OTTAWA -- An expert panel set up by the federal government has embarked on a national consultation process to explore health-care innovation possibilities.

The eight-member group has been asked to recommend ways in which the federal government could better support innovation that strengthens the health-care system and improves care for patients.

The federal government charged the group with coming up with five recommendations that would achieve those ends without raising the overall cost of the system and without stepping on the toes of the provinces, which have constitutional authority over health-care delivery.

The panel is headed by former University of Toronto president David Naylor and includes public policy experts, two nurses and Heather Reisman, CEO of Indigo, the national bookseller chain.

The group will seek the views of Canadians via an online questionnaire, and will ask for written submissions from stakeholders and experts.

Key stakeholders will appear at in-person meetings throughout this fall and early in 2015; the goal is to publish a final report by next June.

Health policy analyst Steven Lewis, who is not on the panel, sees the enterprise as interesting, given the limited role the Harper government has played in health care since coming to office.

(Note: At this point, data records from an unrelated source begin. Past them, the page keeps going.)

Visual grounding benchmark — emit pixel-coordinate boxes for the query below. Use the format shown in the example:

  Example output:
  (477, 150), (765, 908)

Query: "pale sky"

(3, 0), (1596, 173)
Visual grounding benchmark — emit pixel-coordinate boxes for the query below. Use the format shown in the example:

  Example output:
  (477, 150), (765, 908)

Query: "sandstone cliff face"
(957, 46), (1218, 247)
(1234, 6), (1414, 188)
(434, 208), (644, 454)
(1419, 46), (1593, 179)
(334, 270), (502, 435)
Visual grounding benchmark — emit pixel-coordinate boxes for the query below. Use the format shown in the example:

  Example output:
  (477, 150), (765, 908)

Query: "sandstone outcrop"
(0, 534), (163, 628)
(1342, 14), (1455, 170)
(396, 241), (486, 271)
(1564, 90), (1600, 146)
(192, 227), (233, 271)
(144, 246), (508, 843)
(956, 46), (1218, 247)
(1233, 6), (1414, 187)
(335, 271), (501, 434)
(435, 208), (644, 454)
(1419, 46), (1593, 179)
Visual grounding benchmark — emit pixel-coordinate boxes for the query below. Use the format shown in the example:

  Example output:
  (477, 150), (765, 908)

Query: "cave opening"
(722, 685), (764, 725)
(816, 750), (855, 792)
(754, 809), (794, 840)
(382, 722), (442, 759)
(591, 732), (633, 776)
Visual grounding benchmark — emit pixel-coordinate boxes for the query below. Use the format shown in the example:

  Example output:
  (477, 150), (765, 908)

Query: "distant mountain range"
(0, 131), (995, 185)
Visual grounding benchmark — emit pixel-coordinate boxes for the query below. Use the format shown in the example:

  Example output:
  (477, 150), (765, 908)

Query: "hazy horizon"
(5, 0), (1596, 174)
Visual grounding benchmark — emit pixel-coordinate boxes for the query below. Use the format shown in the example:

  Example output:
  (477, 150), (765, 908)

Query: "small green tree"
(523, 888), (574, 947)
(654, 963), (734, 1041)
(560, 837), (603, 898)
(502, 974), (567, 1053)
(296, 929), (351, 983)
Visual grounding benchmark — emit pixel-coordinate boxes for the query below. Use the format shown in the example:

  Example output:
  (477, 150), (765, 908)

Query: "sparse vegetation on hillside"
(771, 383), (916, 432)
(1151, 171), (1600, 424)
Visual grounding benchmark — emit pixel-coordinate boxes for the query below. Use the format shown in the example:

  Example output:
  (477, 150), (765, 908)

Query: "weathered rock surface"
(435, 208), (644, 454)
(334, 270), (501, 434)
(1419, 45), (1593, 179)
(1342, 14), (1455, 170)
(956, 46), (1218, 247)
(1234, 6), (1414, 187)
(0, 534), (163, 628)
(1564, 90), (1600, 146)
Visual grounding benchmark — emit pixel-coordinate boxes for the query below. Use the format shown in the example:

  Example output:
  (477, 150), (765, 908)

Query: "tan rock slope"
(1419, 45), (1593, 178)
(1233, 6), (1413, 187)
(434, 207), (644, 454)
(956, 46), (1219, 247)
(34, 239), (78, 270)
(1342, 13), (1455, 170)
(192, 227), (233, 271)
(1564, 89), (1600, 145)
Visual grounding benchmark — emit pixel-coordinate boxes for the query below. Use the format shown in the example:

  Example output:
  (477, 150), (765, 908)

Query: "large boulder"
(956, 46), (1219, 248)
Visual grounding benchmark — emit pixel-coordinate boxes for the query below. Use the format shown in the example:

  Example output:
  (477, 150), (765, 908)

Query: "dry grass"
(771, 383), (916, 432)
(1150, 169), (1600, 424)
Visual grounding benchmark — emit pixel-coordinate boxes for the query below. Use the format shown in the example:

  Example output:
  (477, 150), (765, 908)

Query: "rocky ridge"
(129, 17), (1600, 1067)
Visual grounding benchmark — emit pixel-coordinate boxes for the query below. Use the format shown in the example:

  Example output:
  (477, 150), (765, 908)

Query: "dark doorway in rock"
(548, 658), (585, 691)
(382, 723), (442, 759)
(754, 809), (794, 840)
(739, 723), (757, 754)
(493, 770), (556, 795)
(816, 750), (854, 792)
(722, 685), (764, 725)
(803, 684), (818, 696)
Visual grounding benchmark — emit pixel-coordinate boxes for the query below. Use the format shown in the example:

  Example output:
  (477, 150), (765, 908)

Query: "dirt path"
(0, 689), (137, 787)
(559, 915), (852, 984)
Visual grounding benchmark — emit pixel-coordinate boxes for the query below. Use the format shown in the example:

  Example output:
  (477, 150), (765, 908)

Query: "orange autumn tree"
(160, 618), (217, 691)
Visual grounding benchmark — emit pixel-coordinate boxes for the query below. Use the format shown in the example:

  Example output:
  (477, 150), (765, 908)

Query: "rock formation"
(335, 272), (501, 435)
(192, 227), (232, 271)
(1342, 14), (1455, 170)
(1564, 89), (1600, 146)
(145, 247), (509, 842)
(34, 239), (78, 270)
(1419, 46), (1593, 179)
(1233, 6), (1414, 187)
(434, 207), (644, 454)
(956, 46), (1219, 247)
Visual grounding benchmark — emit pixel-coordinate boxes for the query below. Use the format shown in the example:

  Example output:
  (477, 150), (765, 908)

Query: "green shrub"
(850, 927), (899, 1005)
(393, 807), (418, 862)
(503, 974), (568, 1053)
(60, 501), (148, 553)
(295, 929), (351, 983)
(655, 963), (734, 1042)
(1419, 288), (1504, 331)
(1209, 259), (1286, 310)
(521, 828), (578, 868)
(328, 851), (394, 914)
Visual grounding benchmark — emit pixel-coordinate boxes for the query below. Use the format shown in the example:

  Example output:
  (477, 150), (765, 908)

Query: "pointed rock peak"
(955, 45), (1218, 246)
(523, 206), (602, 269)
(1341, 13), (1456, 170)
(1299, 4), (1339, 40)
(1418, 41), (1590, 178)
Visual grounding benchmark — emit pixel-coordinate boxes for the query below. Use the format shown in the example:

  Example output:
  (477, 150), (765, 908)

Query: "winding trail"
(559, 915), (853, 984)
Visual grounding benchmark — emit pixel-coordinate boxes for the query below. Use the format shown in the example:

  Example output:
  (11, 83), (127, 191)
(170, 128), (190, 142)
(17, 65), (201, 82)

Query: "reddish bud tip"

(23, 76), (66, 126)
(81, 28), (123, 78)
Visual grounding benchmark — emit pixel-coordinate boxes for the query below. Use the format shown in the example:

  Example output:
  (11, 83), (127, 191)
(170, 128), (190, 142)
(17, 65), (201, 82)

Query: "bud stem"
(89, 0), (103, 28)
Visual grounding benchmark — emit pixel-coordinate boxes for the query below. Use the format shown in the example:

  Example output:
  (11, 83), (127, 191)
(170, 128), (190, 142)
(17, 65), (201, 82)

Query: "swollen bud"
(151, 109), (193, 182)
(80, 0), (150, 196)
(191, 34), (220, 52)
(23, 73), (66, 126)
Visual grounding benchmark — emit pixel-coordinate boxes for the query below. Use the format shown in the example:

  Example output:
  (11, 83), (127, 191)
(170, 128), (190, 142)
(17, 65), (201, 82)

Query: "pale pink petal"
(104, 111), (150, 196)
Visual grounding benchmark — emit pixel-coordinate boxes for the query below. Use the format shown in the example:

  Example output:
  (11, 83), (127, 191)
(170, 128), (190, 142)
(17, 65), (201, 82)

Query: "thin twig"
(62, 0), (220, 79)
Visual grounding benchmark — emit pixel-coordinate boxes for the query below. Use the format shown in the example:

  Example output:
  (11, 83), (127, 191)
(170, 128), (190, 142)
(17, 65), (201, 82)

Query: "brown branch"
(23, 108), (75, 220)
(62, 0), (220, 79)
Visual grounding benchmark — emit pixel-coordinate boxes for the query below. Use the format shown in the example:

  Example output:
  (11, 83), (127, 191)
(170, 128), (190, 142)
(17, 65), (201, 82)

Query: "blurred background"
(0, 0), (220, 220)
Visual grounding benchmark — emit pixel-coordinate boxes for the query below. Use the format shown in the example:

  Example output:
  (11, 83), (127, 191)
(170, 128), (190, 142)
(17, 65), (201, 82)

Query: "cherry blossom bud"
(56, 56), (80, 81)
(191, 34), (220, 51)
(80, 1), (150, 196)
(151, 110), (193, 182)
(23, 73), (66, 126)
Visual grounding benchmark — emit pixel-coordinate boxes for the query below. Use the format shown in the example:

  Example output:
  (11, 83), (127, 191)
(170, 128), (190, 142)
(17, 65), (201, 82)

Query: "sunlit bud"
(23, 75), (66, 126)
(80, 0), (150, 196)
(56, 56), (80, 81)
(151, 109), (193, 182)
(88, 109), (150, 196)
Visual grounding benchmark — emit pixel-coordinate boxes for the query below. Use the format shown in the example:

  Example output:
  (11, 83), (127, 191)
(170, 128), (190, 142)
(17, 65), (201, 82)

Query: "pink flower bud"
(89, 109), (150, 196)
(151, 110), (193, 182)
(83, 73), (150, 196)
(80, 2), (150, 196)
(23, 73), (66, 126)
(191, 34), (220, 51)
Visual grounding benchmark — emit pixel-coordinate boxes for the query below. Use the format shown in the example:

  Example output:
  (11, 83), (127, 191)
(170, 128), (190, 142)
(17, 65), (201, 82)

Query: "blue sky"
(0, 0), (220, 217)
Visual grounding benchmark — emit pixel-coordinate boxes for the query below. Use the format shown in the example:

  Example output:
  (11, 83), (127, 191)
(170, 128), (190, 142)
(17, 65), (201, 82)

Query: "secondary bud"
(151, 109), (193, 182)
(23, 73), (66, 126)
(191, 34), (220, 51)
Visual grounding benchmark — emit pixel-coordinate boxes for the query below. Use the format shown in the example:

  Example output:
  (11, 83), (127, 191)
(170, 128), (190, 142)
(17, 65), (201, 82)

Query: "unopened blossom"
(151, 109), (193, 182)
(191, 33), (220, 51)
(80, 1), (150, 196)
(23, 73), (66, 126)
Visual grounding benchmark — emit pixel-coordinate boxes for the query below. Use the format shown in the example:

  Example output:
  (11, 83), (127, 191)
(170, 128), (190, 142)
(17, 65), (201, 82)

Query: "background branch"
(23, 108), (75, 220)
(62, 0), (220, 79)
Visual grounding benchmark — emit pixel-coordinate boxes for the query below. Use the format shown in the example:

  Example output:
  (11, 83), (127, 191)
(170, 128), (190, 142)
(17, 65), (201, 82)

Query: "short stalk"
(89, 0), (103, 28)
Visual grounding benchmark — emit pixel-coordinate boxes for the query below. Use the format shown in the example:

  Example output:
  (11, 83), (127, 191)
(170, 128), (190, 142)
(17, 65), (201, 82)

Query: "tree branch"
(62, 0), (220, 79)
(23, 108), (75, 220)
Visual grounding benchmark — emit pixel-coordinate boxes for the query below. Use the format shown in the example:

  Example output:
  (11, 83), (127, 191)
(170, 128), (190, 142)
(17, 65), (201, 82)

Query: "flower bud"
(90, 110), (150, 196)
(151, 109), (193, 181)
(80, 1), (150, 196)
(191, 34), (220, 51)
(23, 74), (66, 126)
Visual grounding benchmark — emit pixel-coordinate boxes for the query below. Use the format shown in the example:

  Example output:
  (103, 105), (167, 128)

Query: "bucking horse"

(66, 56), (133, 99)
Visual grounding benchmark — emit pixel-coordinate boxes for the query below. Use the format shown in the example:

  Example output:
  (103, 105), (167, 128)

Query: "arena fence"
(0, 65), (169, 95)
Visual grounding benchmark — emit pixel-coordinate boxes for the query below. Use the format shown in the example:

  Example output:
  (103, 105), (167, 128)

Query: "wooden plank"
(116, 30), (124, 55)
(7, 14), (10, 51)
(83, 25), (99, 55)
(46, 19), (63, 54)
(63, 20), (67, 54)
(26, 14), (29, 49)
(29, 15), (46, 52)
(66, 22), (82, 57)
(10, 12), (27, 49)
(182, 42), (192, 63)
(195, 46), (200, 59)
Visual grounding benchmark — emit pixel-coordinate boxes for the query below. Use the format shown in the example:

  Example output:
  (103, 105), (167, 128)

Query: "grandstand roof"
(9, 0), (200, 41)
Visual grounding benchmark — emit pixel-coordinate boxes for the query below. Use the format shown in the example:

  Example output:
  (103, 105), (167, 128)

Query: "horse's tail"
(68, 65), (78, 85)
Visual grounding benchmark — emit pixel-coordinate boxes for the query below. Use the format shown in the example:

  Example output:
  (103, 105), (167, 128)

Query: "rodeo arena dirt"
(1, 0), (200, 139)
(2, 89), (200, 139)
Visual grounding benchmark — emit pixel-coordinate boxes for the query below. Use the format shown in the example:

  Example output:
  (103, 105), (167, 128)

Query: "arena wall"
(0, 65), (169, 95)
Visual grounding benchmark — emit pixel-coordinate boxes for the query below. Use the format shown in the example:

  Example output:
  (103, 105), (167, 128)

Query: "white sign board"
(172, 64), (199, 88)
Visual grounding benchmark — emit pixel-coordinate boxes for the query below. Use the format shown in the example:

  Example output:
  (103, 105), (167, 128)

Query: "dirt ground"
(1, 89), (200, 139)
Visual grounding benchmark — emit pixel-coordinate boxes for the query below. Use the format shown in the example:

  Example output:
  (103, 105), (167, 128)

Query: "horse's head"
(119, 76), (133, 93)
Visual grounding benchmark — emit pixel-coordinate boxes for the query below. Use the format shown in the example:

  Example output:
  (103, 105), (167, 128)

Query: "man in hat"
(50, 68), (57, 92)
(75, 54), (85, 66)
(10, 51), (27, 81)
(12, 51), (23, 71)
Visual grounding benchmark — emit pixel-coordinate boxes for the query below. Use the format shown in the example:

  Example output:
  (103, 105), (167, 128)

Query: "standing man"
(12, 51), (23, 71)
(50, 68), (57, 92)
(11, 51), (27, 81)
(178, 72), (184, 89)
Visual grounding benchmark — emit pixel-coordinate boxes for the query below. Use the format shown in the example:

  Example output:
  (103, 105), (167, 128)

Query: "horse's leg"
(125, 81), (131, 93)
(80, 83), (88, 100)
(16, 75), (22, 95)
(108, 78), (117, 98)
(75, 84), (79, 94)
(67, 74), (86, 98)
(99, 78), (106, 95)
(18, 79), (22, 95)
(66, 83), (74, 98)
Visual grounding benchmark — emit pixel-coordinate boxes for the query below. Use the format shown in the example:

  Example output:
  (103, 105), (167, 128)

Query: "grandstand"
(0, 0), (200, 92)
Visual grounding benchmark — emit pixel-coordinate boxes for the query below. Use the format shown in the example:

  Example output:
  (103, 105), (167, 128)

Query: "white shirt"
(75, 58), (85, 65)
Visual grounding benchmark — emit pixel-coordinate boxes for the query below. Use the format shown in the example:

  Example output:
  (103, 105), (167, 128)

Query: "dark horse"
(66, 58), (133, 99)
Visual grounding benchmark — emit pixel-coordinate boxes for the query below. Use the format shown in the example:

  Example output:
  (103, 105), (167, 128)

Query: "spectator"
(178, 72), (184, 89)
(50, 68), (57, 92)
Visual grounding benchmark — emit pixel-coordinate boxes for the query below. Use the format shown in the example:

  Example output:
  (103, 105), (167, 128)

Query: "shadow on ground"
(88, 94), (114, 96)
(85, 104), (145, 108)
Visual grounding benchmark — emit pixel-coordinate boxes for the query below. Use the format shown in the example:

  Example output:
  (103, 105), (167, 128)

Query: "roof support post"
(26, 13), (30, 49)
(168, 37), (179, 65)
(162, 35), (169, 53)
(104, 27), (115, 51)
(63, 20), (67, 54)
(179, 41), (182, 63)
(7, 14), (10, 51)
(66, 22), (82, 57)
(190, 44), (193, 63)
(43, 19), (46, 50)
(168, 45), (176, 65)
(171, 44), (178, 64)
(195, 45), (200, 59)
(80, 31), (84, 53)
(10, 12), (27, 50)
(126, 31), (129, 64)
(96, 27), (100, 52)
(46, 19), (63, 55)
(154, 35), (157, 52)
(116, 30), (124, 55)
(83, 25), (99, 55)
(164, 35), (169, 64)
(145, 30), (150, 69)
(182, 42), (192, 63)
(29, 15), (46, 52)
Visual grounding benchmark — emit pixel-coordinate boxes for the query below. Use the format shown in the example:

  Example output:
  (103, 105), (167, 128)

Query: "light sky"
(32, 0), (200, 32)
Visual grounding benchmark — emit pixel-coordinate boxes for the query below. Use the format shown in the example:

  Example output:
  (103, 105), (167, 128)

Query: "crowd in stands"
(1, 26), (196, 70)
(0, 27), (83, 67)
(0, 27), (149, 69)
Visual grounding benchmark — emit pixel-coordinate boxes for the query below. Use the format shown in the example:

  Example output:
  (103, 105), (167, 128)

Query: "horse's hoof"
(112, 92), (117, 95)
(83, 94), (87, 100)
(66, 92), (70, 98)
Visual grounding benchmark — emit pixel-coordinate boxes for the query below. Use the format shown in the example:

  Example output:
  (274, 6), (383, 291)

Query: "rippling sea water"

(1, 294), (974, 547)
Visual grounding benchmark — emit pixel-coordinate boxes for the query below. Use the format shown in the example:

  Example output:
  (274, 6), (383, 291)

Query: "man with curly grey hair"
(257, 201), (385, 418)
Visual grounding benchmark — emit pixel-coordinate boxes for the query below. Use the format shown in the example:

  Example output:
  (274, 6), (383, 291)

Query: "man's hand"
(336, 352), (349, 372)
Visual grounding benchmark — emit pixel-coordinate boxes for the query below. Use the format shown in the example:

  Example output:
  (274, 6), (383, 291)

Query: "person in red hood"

But he suggested that if the federal government doesn't commit funding to implement the ensuing recommendations, provincial governments may not be inclined to follow through.

"I can't see the jurisdictions paying any more attention to the findings than they did to the National Forum on Health or Romanow unless there is federal money on the table," Lewis said in an email.

Romanow is health policy shorthand for the report of the 2002 Royal Commission on the Future of Health Care in Canada, headed by former Saskatchewan premier Roy Romanow.